Roberto Furfaro and the Moon Express team have ripped a page from science fiction with plans for a pinpoint-accurate landing on the moon.

While sci-fi spacecraft touch down with helicopter-like aplomb, the past 50 years of real-world exploration haven't been nearly as precise. The Phoenix Mars Lander, which parachuted into the Martian atmosphere in May 2008, was aiming at a swath of country 120 kilometers long by 20 kilometers wide. The early 1970s Apollo missions, even with human pilots, aimed for real estate 3 kilometers long and half a kilometer wide.

When the autonomous guidance system Furfaro and his colleagues are developing flies the privately funded Moon Express lander to the lunar surface in 2014, it will touch down to within 10 meters of its target, and may simultaneously capture the Google Lunar X Prize.

The $30 million X prize will go to the first privately funded group to land a spacecraft on the moon and deploy a robot, which must travel 500 meters and send back an image and data to Earth.

Furfaro, an assistant professor in the UA systems and industrial engineering department, calls this kind of rocket-assisted soft landing a "very difficult and exciting project."

"Roberto's guidance algorithm will take over with three minutes to go before landing," said Tom Gardner, chief engineer at Moon Express. "There is a big rocket burn that slows us way down to about 50 or 60 miles per hour. His guidance takes over and that's at about three miles above the surface. It takes us from there to a very precise point on the surface."

roberto furfaro
Roberto Furfaro studies a model of the Phoenix Mars Lander on display at the Osiris-Rex Science and Processing Operations Center in Tucson, Ariz., which is home to his Space Systems Engineering Laboratory.

No extraterrestrial landing has ever approached this kind of accuracy. Why now?

"I think part of it is that we can take more risks as a private company," Gardner said. "We have investors who have confidence that we know how to do this."

Also, guidance technology has evolved dramatically since the Apollo era.

"Basically, landing on the moon is similar to a missile hitting a target," Gardner said. "You have to make a lot of quick decisions and you have to have a lot of agility to hit the target precisely. The only difference is we're trying to hit it at zero velocity instead of high speed."

He said three things are needed to make this happen:

The right guidance/approach software.
This is being developed by the Moon Express GNC [guidance, navigation and control] team led by Ian Garcia. Furfaro is part of this team, as is one of his master's students, Dan Wibben.
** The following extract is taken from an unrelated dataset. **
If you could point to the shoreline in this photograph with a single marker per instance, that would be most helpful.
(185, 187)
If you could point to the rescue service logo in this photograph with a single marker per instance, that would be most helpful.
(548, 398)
Eleanor Crane, a PhD candidate at Stanford University, and Gardner also are team members.

In addition to his work on guidance systems, Wibben, a UA systems engineering master's student, has been working on trajectory analysis, communications, solar power systems and other parts of the lander project as a Moon Express intern this summer. "He's been a big help to us," Gardner said.

Sensors that "see" the terrain and tell the spacecraft computer exactly where it is with only milliseconds delay.
This is terrain-based navigation similar to the kind found on cruise missiles.

A high-thrust rocket engine that has plenty of reserve power to execute very short, high-thrust steering pulses.
"In the Apollo era or even in the Phoenix project, you could know you were off course, but there was nothing you could do about it," Gardner said. "Because all your energy was going into slowing you down and actually landing. In our case, we have excess thrust capacity to help steer to a precision target."

moon rover
Artist's rendering of the Moon Express lunar lander, which weighs about 200 pounds and is about the size of a backyard barbecue grill.

Another important factor is that the Moon Express team knows the terrain. The Lunar Reconnaissance Orbiter Camera, developed by Mark Robinson, of the School of Earth & Space Exploration at Arizona State University, is sending back images of the moon's southern polar region that have quarter-meter resolution. "These images will allow us to land in an area where we have confidence that we're not going to break the spacecraft," Gardner said.

The X Prize is only the short-term goal at Moon Express, Gardner noted. The company plans to become a major mining and transportation service, shuttling resources to and from the moon. This could include bringing valuable minerals, such as platinum and helium-3, back to Earth.

Team registration for the X Prize competition closed at the end of 2010. According to the X Prize website, there are currently 28 teams located around the world who are fundraising, mission planning, and building robots in a new race to the Moon. Teams have until the end of 2015 to get to the Moon, meet the prize objectives, and win the prize purses.

To become the lunar equivalent of UPS or Federal Express, precision landings, sometimes in areas that are less lander-friendly than the one Moon Express will use in 2014, will require reliable autonomous GNC systems that have built-in hazard-avoidance capabilities, Gardner noted.

That's a good reason to start clipping those pages from science fiction right now.